I was recently reminded of the importance of a text’s context as I read an entry from the daily devotion book I’m working through this year. In regards to our text passage, the author of the devotion book brought something to my attention. He pointed out that Luke placed that great promise from Jesus right on the heels of Christ’s story about a man who knocks on the door of his friend’s home at midnight and asks for three loaves of bread. The knocker needs the three loaves because another friend of his, one who is in the midst of a journey, has showed up very unexpectedly and very hungry at the knocker’s home.
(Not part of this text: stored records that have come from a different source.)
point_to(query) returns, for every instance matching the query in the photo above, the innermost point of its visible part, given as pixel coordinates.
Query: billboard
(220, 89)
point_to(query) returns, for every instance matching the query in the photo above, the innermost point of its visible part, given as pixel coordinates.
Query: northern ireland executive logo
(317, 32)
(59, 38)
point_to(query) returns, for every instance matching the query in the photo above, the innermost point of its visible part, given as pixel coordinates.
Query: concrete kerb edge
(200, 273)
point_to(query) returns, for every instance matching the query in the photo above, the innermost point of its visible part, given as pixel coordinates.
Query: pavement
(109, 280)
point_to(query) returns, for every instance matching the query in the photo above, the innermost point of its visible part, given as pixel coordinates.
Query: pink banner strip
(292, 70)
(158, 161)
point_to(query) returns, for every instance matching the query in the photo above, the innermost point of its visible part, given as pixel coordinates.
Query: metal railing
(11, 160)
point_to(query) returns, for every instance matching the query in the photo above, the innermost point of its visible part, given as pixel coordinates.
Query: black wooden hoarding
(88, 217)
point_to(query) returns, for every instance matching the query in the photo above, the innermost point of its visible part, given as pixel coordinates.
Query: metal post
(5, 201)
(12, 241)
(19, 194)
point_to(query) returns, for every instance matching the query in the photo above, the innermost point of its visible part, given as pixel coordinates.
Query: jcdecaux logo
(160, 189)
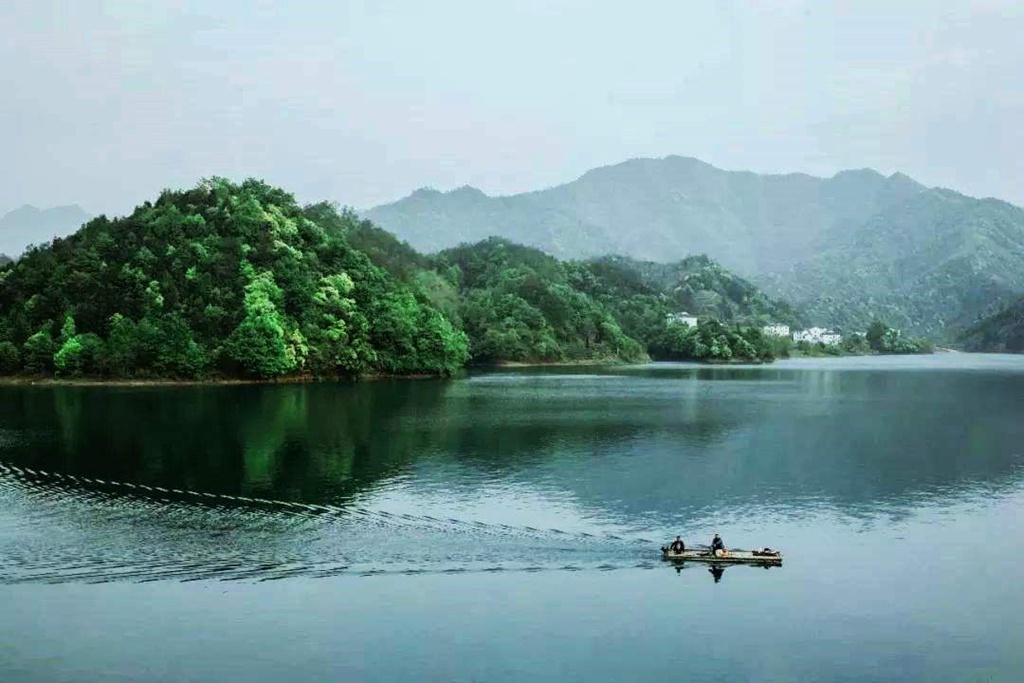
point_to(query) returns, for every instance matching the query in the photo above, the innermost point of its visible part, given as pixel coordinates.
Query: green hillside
(933, 265)
(228, 280)
(1000, 333)
(847, 249)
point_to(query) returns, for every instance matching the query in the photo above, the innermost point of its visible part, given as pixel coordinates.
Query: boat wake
(65, 528)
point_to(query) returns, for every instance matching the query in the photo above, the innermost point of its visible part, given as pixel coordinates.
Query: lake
(505, 526)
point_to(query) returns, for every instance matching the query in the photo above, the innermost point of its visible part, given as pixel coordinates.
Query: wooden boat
(756, 557)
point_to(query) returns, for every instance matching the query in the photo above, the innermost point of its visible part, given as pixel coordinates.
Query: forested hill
(849, 249)
(1003, 332)
(29, 225)
(231, 280)
(239, 281)
(933, 265)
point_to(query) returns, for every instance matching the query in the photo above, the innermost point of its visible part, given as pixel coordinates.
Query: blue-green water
(505, 526)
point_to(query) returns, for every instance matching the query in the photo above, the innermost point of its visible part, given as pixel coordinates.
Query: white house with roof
(681, 317)
(817, 336)
(775, 330)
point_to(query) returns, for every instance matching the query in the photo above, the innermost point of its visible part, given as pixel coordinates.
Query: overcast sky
(104, 103)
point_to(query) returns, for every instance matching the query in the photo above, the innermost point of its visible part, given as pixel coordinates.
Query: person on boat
(718, 547)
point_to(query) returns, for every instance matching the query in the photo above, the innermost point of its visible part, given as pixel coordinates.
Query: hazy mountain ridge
(30, 225)
(850, 248)
(660, 210)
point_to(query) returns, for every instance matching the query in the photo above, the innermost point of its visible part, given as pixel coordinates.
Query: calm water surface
(505, 526)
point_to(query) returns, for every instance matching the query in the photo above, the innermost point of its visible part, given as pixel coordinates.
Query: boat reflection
(717, 570)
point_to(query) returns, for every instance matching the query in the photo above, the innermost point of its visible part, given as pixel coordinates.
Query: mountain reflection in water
(522, 469)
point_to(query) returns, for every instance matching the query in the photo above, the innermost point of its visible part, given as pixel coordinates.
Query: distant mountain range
(850, 248)
(29, 225)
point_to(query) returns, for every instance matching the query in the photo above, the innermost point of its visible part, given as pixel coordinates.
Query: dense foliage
(711, 340)
(239, 281)
(517, 303)
(846, 249)
(224, 279)
(1001, 333)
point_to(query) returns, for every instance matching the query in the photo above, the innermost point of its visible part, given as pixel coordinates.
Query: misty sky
(361, 102)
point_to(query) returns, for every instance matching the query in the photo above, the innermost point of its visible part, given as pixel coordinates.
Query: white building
(817, 336)
(681, 317)
(775, 330)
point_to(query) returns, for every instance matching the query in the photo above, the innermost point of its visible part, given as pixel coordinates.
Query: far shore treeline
(239, 281)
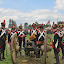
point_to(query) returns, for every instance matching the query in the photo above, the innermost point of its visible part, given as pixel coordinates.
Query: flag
(48, 22)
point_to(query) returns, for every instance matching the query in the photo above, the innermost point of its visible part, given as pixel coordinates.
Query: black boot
(3, 55)
(57, 59)
(62, 57)
(42, 54)
(0, 58)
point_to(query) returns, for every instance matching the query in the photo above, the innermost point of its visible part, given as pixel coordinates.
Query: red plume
(37, 23)
(13, 24)
(4, 21)
(33, 23)
(42, 23)
(61, 22)
(53, 22)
Jesus says, “Even though friendship alone won’t compel the friend who receives the late-night request to get out of bed and give the bread, he’ll do it to end the knocker’s persistent midnight knocking.” Following this illustration, Christ’s next words in Luke’s gospel are, “And so I tell you, keep on asking, and you will be given what you ask for. Keep on looking, and you will find. Keep on knocking, and the door will be opened.” It isn’t hard to see that Luke wants the illustration and the promise to walk hand in hand. The illustration segues directly into the promise.
You say, “Okay, Russell, I understand that, but what’s the big deal?” The big deal is that the context for the promise is actually one of intercessory prayer. You see, the knocker in the illustration is interceding (making request) for his traveling friend. It’s the traveler, not the knocker, who needs the bread. As for the guy who is asleep in bed, he’s merely the person through whom the knocker gets the traveler’s need met.
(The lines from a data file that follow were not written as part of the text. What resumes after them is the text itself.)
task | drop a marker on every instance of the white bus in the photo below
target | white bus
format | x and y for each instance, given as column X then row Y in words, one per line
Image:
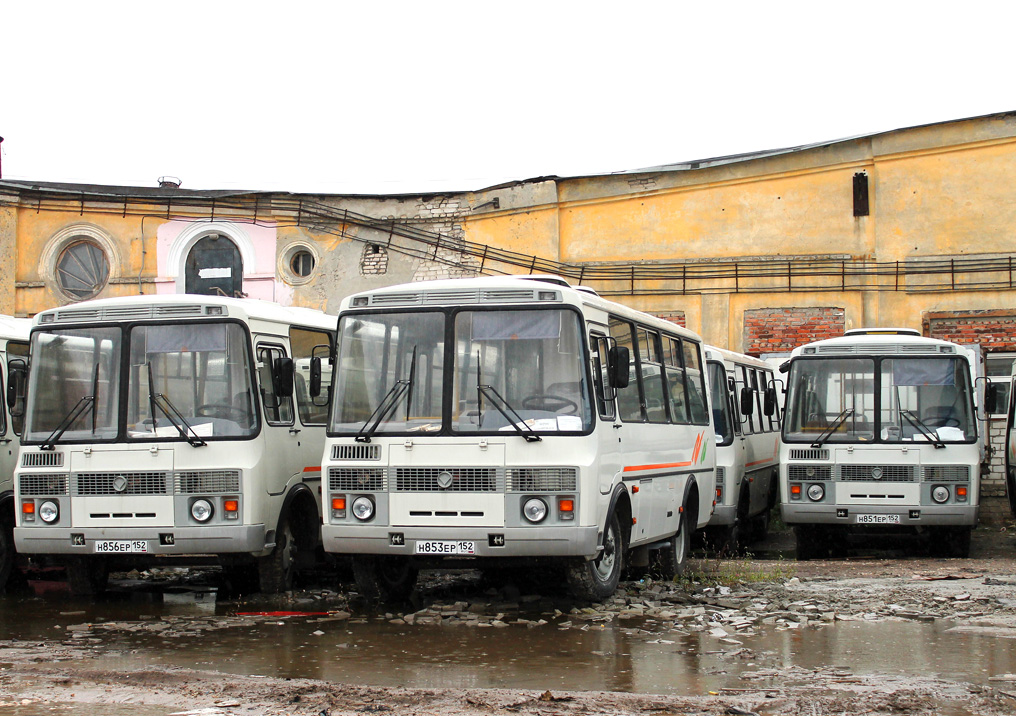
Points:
column 747, row 421
column 172, row 426
column 13, row 346
column 503, row 417
column 881, row 432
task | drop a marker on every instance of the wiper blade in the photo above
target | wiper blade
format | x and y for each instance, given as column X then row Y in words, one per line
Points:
column 832, row 429
column 931, row 435
column 497, row 401
column 172, row 413
column 75, row 412
column 389, row 403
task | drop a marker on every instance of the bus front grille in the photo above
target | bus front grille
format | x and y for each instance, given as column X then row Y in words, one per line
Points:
column 99, row 483
column 542, row 479
column 878, row 473
column 369, row 479
column 450, row 479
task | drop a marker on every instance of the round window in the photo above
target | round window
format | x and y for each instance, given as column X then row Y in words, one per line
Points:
column 302, row 263
column 82, row 269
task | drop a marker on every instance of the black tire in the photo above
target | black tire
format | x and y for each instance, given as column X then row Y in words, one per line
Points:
column 87, row 576
column 594, row 580
column 384, row 579
column 812, row 542
column 670, row 562
column 275, row 571
column 7, row 554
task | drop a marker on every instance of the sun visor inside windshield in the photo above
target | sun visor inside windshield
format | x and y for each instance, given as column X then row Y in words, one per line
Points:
column 531, row 325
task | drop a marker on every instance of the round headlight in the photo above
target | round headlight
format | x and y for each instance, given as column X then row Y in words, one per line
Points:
column 363, row 508
column 534, row 510
column 201, row 510
column 49, row 512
Now, to be fair, this same promise about asking, seeking, and knocking is also given in Matthew 7:7-8, and in that passage the context has nothing to do with intercessory prayer. So it’s not right to say that Jesus intended the promise to be used exclusively for intercessory prayer. It is interesting, however, that He made it very clear that the promise can be claimed in this way. (For the record, I’m in the camp of the commentators who believe that Matthew 7:7-8 and Luke 11:9-10 are the record of two separate quotes from Jesus, albeit the same promise, told in two different places at two different times.)
The upshot of all this is that if you’ve been praying that God will meet the need of a certain individual, don’t stop praying. Don’t stop asking for that request. Don’t stop seeking that answer. Don’t stop knocking on God’s door. After all, He’s the friend of yours who has the bread, and He’s the one who will at some point honor your persistence by granting your request.